Reflexiones de campaña #21
La situación creada con la pandemia del Covid 19 ha cambiado radicalmente al mundo y a sus habitantes.
Aterrorizados ciudadanos vemos hoy lo fácil que se caen los muros y las fronteras que nos separan, que las enfermedades cuando llegan no discriminan a pobres de ricos, a blancos de negros, a humildes de poderosos.
Vemos que nuestro único ropaje es el de seres humanos y reconocemos hoy, ante la probable pérdida de nuestra vida, que es nuestro mayor tesoro, si bien lo valoramos cuanta más cerca nos encontramos de perderlo.
Hoy, confinados en nuestros hogares, no nos queda de otra que matar el tiempo leyendo, jugando o viendo televisión, las más de las veces expectantes ante las noticias del exterior, que evidencian la fragilidad de las grandes potencias ante este virus y la letalidad que produce a su población anciana, sobre todo.
Gracias a la magia del Internet no nos sentimos tan solos y seguimos interactuando con los demás sin asumir riesgos innecesarios, sin tener que saludarnos de manera presencial. La tecnología, al alcance de nuestras manos, ha empequeñecido el mundo. Contamos con información, vital para resguardarnos.
Sin embargo, no todos estamos en las mismas condiciones porque mientras unos podremos tener nuestras alacenas llenas de provisiones, ¡La gran mayoría de nuestros hermanos de patria no!, unos simplemente porque sus exiguos ingresos no se lo permiten y otros porque, dada la informalidad de sus oficios, al no poder trabajar no pueden llevar hoy el pan a sus familias.
Ese es uno nuestros grandes males, unos pocos tienen mucho y la mayoría poco o muy poco, culpa de este maldito capitalismo salvaje que no auspicia una mejor redistribución de nuestras riquezas.
Por una vez siquiera el gobierno debe pensar en los más y no en los menos, garantizar a cada dominicano el auxilio del Estado.
Si en las estadísticas macroeconómicas lo que tenemos asignado nos da para bien vivir, ¿por qué hoy no se toman las medidas valientes de servir a los intereses de los que menos tienen? Quienes si tienen que se protejan ellos y que con el capital que acumulan resuelvan sus asuntos, al final «casi todo se compra con dinero», como dicen.
Las injusticias sociales son el caldo de las mayores insatisfacciones.
No obstante, en la tranquilidad de nuestros hogares acechan también los infiernos de estas varias crisis que nos acogotan: cuando, al no poder trabajar, no se puede alimentar a la familia; cuando, por falta de medicamentos, no se les puede garantizar la salud a los nuestros y cuando la cuarentena se convierte en una cárcel de opresión económica para los que menos pueden.
Al final, en esta selva de cemento en la que se imponen los detentadores del gran capital, los desheredados de la fortuna son siempre los agraciados en la ruleta del infortunio.

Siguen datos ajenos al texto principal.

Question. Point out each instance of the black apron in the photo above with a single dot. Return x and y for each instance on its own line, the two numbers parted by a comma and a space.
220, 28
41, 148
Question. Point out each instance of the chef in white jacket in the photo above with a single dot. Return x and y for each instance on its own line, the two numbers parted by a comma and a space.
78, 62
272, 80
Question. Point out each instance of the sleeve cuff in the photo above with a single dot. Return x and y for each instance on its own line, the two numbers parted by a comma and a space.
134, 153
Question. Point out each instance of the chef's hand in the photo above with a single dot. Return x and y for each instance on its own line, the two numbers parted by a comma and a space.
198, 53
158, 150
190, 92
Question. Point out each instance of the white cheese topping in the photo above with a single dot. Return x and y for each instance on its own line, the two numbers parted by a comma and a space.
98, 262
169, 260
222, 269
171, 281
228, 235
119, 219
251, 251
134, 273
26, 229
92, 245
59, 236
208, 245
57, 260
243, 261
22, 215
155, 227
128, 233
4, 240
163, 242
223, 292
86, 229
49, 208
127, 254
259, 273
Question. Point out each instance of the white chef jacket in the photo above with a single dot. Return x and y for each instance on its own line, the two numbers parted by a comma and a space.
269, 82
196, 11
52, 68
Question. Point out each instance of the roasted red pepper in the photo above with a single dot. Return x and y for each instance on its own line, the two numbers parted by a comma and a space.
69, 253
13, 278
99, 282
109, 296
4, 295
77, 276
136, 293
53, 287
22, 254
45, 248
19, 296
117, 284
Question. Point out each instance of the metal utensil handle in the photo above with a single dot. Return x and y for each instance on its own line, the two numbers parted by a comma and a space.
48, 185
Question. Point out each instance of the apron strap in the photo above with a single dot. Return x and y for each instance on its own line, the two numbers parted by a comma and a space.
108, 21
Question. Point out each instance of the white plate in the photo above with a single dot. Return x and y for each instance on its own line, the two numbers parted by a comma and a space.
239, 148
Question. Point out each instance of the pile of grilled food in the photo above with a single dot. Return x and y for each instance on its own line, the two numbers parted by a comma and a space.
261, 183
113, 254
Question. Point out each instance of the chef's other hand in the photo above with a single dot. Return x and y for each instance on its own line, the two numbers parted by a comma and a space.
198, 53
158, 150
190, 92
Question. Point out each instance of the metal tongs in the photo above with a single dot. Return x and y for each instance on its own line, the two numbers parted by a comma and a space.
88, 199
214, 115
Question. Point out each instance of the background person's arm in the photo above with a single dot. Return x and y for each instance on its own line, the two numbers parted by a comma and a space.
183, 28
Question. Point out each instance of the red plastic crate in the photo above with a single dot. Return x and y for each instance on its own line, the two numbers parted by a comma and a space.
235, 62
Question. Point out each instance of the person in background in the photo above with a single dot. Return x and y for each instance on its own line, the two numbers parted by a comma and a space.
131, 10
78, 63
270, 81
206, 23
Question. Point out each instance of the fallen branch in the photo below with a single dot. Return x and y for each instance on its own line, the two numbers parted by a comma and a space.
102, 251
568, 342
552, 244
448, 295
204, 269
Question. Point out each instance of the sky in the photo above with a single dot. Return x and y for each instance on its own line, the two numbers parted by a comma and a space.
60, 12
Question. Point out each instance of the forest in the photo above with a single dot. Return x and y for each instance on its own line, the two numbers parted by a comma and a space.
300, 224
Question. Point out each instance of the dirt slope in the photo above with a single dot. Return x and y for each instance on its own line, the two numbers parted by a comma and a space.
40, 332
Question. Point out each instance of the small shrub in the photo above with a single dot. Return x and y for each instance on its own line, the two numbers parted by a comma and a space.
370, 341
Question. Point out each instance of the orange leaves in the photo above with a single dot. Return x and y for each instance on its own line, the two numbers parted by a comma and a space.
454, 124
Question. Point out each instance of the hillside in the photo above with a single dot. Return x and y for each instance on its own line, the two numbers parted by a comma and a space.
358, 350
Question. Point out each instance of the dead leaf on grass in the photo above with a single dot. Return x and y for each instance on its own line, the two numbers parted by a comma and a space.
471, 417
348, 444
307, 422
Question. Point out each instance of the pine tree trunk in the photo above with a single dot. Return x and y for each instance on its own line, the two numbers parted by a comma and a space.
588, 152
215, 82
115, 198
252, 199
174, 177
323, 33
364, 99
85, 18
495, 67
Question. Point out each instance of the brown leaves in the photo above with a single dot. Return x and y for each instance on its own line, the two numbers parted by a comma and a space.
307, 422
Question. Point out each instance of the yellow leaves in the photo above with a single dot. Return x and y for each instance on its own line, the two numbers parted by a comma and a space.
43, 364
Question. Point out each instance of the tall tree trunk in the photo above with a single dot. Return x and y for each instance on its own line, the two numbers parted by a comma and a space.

Esta pandemia debe generar un efecto de solidaridad que abra los ojos a quienes, ciegos por el amor al dinero, caen en la codicia más extrema, convirtiendo su avaricia en su existir.
Es por ello que este virus de la muerte puede convertirse en el virus de la comprensión, que defina el rol de la especie humana y la torne más noble y solidaria.
¡Ojalá de esta situación pudiera emerger una sociedad con más valores y menos taras!
En fin, estamos en cuarentena, apreciando el valor de la familia y de nuestras mascotas, apreciando el valor de la vida más que el poder y la riqueza, esperando que esto pase para poder abrazar, tomar de la mano o besar, cosas simples que por no tenerlas, hoy las consideramos maravillosas.
Hoy es tiempo de Dios, nos toca agradecer su infinito amor y perdón, reconocer que por olvidarnos de él pasan estas cosas.
Tal vez muchos comprendan que Él no se olvida jamás de nosotros.
¡Qué este momento de recogimiento familiar sea para bien, aunque algunos hoy lo vean como una prisión domiciliaria!